Clinical Image: A 37-year-old woman presented in the Obstetrics and Gynecology Clinic, for the evaluation of pregnancy, which was in the 20th week of gestation. The patient had received a diagnosis for congenital fetal anomalies, by her doctor, who had followed her pregnancy. The patient had no earlier personal history of congenital fetal anomalies, and she had no family history of congenital anomalies. Ultrasound examination showed a skull defect, localized in the occipital region that was a cystic formation or cephalocele. This anomaly was shown with a transthalamic view. The condition is characterized by protrusion of intracranial structures through a cranial bone defect. The herniated anatomic structures can consist of meninges only (meningocele) or meninges plus cerebral tissue (encephalomeningocele). The most common location of cephaloceles is occipital region, but it can also be on frontal region, parietal, occipital, frontoethmoidal, etc.
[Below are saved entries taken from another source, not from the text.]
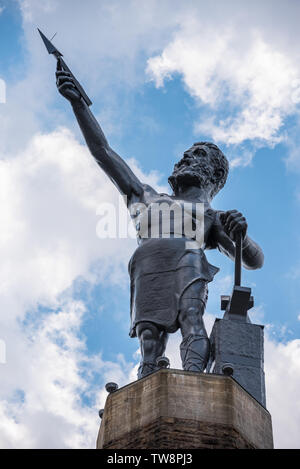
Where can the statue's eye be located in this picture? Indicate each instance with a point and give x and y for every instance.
(200, 152)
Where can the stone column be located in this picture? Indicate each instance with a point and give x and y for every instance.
(174, 409)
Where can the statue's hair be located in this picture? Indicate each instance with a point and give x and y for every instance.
(219, 161)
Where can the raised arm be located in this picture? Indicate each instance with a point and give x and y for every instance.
(224, 229)
(111, 163)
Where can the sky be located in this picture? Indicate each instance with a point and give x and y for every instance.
(162, 75)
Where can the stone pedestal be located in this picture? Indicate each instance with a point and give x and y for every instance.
(240, 345)
(174, 409)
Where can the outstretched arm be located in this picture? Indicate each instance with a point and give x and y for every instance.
(226, 226)
(111, 163)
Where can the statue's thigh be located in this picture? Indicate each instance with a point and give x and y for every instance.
(192, 308)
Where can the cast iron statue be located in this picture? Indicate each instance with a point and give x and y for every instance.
(169, 279)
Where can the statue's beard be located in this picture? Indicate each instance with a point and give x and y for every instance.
(199, 176)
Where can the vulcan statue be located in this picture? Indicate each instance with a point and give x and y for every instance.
(169, 276)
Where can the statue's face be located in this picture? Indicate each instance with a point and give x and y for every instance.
(194, 169)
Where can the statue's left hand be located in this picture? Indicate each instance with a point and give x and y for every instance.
(234, 222)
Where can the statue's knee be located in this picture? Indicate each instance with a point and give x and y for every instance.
(191, 317)
(146, 331)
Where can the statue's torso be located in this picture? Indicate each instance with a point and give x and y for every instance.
(165, 216)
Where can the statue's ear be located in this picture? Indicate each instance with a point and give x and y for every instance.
(218, 174)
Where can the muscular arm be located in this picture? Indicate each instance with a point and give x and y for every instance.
(252, 255)
(111, 163)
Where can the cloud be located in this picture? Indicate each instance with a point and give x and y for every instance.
(50, 192)
(51, 187)
(249, 87)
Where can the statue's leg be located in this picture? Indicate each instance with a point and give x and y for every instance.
(194, 348)
(153, 342)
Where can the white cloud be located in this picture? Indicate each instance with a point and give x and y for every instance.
(253, 84)
(282, 371)
(49, 195)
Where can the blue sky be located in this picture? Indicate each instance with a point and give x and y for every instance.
(160, 78)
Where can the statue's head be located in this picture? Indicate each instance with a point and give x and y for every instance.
(203, 165)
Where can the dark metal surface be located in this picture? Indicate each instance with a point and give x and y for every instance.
(63, 66)
(168, 279)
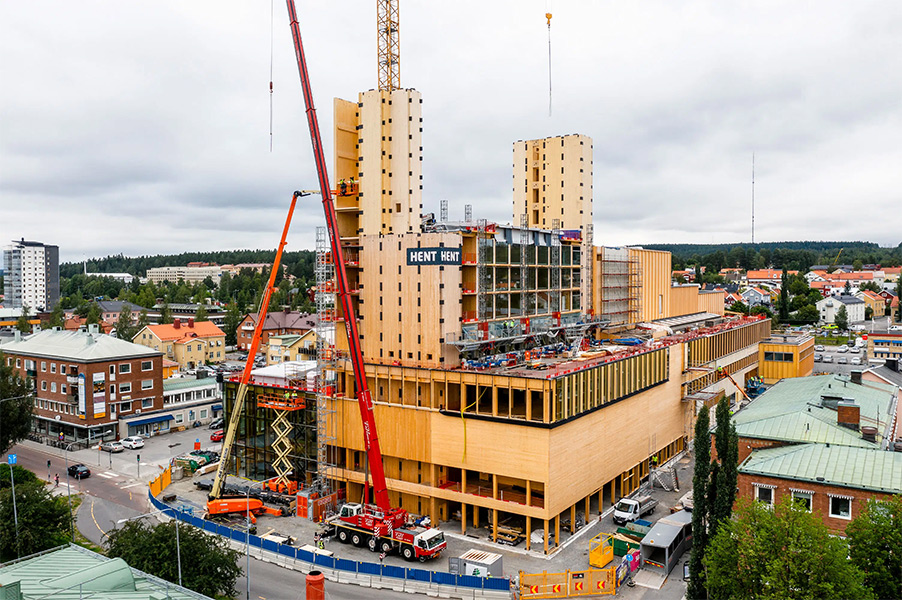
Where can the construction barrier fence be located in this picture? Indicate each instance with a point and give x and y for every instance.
(160, 483)
(329, 562)
(569, 584)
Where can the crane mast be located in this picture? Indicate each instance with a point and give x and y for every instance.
(389, 45)
(364, 400)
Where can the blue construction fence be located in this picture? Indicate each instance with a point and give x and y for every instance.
(331, 562)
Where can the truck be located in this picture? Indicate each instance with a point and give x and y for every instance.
(367, 525)
(632, 509)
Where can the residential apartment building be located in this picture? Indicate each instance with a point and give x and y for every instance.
(828, 308)
(283, 322)
(85, 381)
(188, 343)
(825, 440)
(32, 275)
(192, 273)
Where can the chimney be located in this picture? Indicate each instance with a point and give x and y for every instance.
(848, 414)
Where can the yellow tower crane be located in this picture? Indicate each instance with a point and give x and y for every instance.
(389, 45)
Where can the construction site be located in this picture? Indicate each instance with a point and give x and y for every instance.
(521, 378)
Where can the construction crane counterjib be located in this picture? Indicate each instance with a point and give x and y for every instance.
(371, 439)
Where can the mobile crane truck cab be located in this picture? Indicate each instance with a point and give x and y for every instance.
(371, 526)
(630, 509)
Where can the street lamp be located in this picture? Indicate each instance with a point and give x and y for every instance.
(178, 546)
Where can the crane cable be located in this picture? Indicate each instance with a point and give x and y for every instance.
(271, 21)
(548, 17)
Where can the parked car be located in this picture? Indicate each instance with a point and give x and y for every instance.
(136, 441)
(112, 446)
(79, 471)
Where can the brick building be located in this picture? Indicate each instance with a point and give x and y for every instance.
(85, 381)
(825, 440)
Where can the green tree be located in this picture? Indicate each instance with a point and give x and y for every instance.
(125, 329)
(842, 318)
(57, 316)
(165, 314)
(22, 323)
(231, 322)
(875, 546)
(43, 520)
(784, 296)
(726, 443)
(780, 552)
(740, 307)
(15, 415)
(696, 589)
(209, 566)
(201, 313)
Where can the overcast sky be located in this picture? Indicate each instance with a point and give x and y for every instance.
(143, 127)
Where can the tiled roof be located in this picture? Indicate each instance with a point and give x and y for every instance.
(791, 411)
(77, 345)
(199, 329)
(843, 466)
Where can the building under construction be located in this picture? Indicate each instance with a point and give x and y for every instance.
(520, 373)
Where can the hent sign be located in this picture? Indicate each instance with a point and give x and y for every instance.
(433, 256)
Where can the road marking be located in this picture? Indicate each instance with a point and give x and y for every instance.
(95, 518)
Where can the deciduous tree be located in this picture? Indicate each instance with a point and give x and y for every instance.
(875, 546)
(209, 566)
(780, 552)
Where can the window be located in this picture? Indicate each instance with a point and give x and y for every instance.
(802, 497)
(841, 507)
(764, 494)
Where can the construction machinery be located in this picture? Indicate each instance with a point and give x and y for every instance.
(217, 505)
(383, 527)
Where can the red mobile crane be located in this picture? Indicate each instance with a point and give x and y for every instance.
(386, 528)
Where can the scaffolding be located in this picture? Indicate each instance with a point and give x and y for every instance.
(326, 363)
(620, 281)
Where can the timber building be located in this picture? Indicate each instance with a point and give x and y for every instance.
(496, 400)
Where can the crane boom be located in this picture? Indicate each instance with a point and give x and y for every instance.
(364, 401)
(238, 407)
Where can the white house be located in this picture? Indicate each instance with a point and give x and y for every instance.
(828, 307)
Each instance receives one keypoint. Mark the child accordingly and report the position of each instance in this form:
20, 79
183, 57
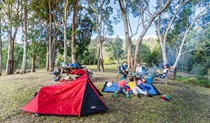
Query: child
136, 90
121, 88
140, 84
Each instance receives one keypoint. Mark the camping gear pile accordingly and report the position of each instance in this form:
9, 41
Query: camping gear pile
78, 97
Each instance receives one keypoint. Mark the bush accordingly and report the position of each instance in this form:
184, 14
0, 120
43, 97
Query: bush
198, 80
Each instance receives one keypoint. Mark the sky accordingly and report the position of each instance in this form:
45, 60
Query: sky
119, 30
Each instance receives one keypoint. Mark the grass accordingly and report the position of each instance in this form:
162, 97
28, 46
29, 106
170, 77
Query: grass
188, 103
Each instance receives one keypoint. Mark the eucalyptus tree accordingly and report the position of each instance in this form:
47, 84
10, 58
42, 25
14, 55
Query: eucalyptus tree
102, 12
139, 9
124, 8
0, 38
50, 13
164, 23
24, 61
11, 22
65, 16
183, 27
73, 40
144, 9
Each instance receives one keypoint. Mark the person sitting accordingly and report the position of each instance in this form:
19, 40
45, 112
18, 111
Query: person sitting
135, 89
124, 69
76, 65
139, 71
141, 84
163, 73
121, 88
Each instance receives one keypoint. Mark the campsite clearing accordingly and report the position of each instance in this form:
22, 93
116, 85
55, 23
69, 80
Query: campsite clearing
188, 103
There is an incidence around 1 in 5000 to 1 in 100 000 at birth, but decreasing due to prenatal diagnosis. It is generally thought that cephalocele is caused by a lack of fusion of the neural tube in its specific closing sites. For a correct evaluation of the encephalic structures, apart ultrasound examination in different plans often needed an MRI-scan. During differential diagnosis, the most important lesions to differentiate from occipital meningocele are cystic hygroma, teratoma, and hemangioma. When we have a cephalocele be detected in a fetus, a thorough search for possibly associated structural anomalies has to be carried out (Figure 1). Delivery by cesarean section is advisable to avoid trauma and infection (through the delivery canal) of the exposed brain tissue. Small cephaloceles can be corrected surgically. Very large lesions have an unfavorable prognosis hence there is no benefit from treatment. The postnatal mortality rate varies from 30% to 50%, depending on the dimensions and the location of the lesion, in the presence of cerebral tissue in the herniated sack, etc.